Il y a donc en parallèle la vie qui continue en apnée dans le petit état et l'enquête menée pour retrouver les coupables de l'attentat.
L'ensemble des chapitres permettent sous une forme assez légère de disséminer des idées politiques, peut-être en partie de l'auteure, sur comment améliorer la vie quotidienne des populations.
Bien entendu, il y a un côté un peu idyllique de tout cela avec des actions simples voir simplistes qui se succèdent et qui à chaque fois ou presque sont couronnées de succès et permettent une amélioration immédiate de la qualité de vie des habitants de Faguas ainsi qu'une amélioration du PIB.
J'ai également été un peu perturbé par le côté réducteur des femmes.

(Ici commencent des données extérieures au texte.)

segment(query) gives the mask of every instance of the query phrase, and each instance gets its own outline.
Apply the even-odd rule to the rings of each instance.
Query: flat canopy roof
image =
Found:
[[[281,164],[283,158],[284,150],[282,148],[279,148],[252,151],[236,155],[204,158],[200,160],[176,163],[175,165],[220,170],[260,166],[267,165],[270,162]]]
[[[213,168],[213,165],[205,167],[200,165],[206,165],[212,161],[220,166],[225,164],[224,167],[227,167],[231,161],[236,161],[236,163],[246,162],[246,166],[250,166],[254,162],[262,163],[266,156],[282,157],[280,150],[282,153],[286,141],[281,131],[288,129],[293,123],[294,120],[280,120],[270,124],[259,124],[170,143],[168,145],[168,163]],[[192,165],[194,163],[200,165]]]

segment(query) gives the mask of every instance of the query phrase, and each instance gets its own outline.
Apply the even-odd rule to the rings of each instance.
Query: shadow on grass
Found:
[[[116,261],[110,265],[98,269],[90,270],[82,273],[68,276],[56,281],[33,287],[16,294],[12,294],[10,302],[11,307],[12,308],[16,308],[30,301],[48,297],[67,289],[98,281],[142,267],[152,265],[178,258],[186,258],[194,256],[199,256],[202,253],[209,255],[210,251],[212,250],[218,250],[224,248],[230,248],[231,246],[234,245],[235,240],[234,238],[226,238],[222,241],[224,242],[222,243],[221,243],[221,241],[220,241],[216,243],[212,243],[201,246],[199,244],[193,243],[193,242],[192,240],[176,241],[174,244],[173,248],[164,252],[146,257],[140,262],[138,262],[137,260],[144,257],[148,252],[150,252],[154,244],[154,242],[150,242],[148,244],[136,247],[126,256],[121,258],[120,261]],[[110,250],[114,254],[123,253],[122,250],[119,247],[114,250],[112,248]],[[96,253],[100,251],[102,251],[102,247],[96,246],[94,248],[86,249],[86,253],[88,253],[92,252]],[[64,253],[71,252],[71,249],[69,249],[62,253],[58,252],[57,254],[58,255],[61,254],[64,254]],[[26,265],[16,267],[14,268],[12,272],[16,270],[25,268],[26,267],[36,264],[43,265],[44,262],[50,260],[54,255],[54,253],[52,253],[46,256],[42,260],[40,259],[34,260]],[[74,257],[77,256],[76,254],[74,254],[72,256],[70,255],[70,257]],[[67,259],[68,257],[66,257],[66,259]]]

Elles sont beaucoup associées au ménage, à l'éducation des enfants, à la cuisine. Il y a aussi le côté "guerre des sexes" avec une opposition et une quasi impossibilité de travail ensemble pour le bien commun entre hommes et femmes.
Je ne sais pas si ces scories sont le reflet de la pensée profonde de l'auteure ou un raisonnement par l'absurde permettant de montrer l'absurdité de nombreuses situations, mais ça permet aussi de se questionner et de travailler son esprit critique.
Si l'on fait abstraction de ces points, il y a une vraie réflexion qui se met en place avec cette question qui revient régulièrement, pourquoi les femmes ne pourraient pas essayer, juste pour voir.
Ce livre est sans doute en partie lié au parcours de l'auteure, investit en politique, ayant été dans l'opposition à la dictature de son pays, exilée au Mexique et entrée pleinement en politique après la chute du régime de Somoza. Elle est depuis 2023 privée de sa nationalité nicaraguayenne par une décision de justice. C'est aussi le cas de 93 autres opposants au régime du couple Ortega-Murillo.
Je n'en dis pas plus, à vous de lire ce livre.
J'ajoute juste que j'ai également beaucoup aimé la forme et l'objet livre, notamment ces différentes typographies utilisées dans certains chapitres selon les moments de l'histoire. Un beau travail de l'éditeur Yovana que je ne connaissais pas non plus.